TechCrunch recently announced the launch of a free AI music generator called Riffusion that turns text prompts into audio files in real time. Users can create waveforms, visualize them, listen to what they sound like, and download the audio clips to their local computer for fine tuning.
Riffusion has started trending almost immediately. While the quality of the audio and range of prompts still need work, we're excited to see an easy-to-use tool like this made available to the public.
Riffusion Generates AI Music from Spectrograms
This has been a wild year for artificial intelligence. Earlier this month, OpenAI released ChatGPT and Elon Musk warned that it was dangerously good. We can only hope that AI music generators start delivering a similar output quality.
Like most AI-generated music, Riffusion produces low fidelity audio files that are only a few seconds long. There’s a well known problem in this space where neural networks lose the plot and veer way off course from their initial prompt, sometimes very quickly.
To address this problem, the latent space created by these deep learning algorithms has to be smoothed over with interpolation from a Stable Diffusion model called img2img. This allows the the short-duration waveforms to be stitched together and form longer audio clips.
Spectrograms are sound waves that been visualized and mapped onto a graph. Each frequency exists on an axis of time and frequency, represented by the color of the pixels and amplitude of the waveform. For a general introduction, check out the free Spectrogram tool from Google's Chrome Experiment page, shown above.
How to use Riffusion as a music producer
After experimenting with this new software, we’ve found that some prompts work better than others. You won’t have much luck naming specific artists, even if they’re well known. Instead, focus on single instruments (church bells, bongo drums) and genres (rock, hip hop, etc). The application is still in its infancy, but as it continues to grow in popularity, the performance will likely improve.
If you’re having trouble getting meaningful output, click the dice icon located just to the left of the text prompt. The app will suggest prompts that it’s familiar with and you’ll have a better chance of hearing something accurate.
To create variations on the same prompt, press play and let the process run for a while. You can also access the settings and choose from a handful of seed images and denoising options. According to the developers, this will help generate new melodic output.
Once you’re ready, you can download an mp3 file by clicking the share icon on the main screen and clicking the vertical ellipses. Drop the audio file into your digital audio workstation and be prepared to do some cleanup with EQ, denoising, and any other tools you have at your disposal.
OpenAI's Point-E: A Riffusion Competitor?
OpenAI recently announced a new cloud diffusion model called Point-E. According to their Github, Point-E generates 3D models using point clouds (hence the name). Now, Riffusion trains on 2D spectrograms and creates a 2.5D visualization of the waveform for users of the web app.

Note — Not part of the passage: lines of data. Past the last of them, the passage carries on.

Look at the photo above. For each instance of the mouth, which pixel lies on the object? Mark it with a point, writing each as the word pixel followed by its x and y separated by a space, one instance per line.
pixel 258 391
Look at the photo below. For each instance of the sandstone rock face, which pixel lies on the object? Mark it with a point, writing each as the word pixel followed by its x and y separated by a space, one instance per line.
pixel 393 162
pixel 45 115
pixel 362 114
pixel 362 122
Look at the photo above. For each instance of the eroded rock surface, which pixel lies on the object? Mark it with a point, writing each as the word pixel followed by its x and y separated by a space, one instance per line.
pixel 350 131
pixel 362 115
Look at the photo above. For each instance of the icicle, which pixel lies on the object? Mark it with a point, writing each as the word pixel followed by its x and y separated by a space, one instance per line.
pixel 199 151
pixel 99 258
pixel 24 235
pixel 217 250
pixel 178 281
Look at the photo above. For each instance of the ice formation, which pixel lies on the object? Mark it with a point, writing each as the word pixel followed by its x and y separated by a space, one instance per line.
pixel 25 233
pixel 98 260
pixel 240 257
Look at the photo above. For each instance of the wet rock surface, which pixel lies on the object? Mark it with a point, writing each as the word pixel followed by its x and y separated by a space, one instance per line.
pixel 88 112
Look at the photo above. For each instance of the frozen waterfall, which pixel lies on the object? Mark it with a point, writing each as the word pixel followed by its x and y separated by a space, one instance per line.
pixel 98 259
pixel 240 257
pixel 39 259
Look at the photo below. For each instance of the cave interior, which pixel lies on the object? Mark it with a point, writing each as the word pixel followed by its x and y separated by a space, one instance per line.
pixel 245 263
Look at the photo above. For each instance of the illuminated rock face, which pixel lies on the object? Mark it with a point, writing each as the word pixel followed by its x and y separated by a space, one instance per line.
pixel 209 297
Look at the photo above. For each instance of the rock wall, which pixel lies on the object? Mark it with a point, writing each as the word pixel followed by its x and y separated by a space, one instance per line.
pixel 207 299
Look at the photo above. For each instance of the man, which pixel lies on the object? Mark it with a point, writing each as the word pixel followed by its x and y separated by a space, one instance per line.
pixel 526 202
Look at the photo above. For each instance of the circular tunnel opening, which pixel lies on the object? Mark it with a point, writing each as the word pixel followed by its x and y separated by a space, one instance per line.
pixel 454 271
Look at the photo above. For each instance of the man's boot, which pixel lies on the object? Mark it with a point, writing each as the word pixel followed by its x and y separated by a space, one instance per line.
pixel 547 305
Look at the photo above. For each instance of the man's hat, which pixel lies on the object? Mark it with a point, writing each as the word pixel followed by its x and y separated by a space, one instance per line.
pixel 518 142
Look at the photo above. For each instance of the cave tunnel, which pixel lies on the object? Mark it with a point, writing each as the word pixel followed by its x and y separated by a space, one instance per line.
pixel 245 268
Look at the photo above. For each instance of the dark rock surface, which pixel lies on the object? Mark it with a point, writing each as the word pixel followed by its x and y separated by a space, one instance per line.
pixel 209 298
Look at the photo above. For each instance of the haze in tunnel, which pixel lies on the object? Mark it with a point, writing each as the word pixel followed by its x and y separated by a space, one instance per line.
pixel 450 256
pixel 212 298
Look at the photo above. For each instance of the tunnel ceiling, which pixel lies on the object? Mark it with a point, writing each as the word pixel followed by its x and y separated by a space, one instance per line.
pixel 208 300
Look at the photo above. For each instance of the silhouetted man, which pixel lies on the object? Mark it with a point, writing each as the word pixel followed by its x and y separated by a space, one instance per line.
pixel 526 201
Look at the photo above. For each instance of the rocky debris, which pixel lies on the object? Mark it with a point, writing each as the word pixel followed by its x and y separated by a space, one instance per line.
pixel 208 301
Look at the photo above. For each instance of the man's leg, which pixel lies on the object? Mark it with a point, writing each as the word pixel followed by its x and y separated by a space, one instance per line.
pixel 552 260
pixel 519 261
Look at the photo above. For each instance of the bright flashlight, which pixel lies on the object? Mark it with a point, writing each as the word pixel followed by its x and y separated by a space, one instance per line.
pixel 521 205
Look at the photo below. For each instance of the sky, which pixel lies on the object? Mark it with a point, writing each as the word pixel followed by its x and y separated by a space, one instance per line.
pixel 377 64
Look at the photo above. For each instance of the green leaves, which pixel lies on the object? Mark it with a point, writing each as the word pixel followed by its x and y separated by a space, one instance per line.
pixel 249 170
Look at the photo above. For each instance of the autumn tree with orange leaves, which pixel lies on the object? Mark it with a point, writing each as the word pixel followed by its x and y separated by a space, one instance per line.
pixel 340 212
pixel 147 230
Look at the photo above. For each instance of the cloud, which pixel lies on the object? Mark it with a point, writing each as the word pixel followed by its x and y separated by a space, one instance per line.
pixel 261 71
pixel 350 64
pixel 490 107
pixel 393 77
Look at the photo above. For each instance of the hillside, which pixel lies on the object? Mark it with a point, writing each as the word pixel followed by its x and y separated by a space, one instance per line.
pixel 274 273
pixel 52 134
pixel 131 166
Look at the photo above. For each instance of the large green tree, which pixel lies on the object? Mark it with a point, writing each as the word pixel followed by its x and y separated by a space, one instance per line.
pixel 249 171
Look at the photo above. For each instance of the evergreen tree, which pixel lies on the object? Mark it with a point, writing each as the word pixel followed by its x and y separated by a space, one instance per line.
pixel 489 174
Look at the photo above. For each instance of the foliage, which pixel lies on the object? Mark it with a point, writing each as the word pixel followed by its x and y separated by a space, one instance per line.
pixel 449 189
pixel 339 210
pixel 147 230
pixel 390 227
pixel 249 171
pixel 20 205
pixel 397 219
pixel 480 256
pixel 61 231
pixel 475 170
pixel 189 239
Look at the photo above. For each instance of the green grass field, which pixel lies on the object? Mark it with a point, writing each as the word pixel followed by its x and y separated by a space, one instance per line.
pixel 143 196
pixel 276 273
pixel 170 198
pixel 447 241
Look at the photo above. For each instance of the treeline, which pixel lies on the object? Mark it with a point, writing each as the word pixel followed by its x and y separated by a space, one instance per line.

If Point-E were to train on 3D spectrograms directly, it's possible that it would generate waveforms with more data and by extension, produce higher fidelity audio. This is only speculative at this point, because Point-E has a long way to go and has not announced any plans to roll out waveform sonification.
Even if OpenAI decides not to pursue 3D-to-Audio, other services like Nvidia's Magic3D AI could be candidates. With the growing demand for AI music generation, 3D alternatives to Riffusion are bound to arise.
History of image-to-spectrogram in music
Riffusion isn't the first time audio engineers have toyed with spectrograms in the music-making process. Famed electronic music artist Aphex Twin released a track on his album Window Licker in 2001 called [Equation]. It was so noisy and barely listenable that one fan thought to run it through a spectrogram visualizer.
Sure enough, near the end of the track they found a hidden message - the image of a sinister looking face with glasses stares back at the listener. This was on brand for Aphex Twin, whose music videos often dealt with dark and absurd themes like this.
Another electronic group, Venetian Snares, released an equally noisy track Songs about my Cats, featuring the following image:
The soundtrack to a cult classic video game, Fez, has moments of hissing and noise that also contained images hidden in the spectrograms. These examples just go to show that music producers have been toying with this method for a long time now.
As Riffusion becomes more advanced, it's easy to imagine a scenario where users would be able to hide images within songs.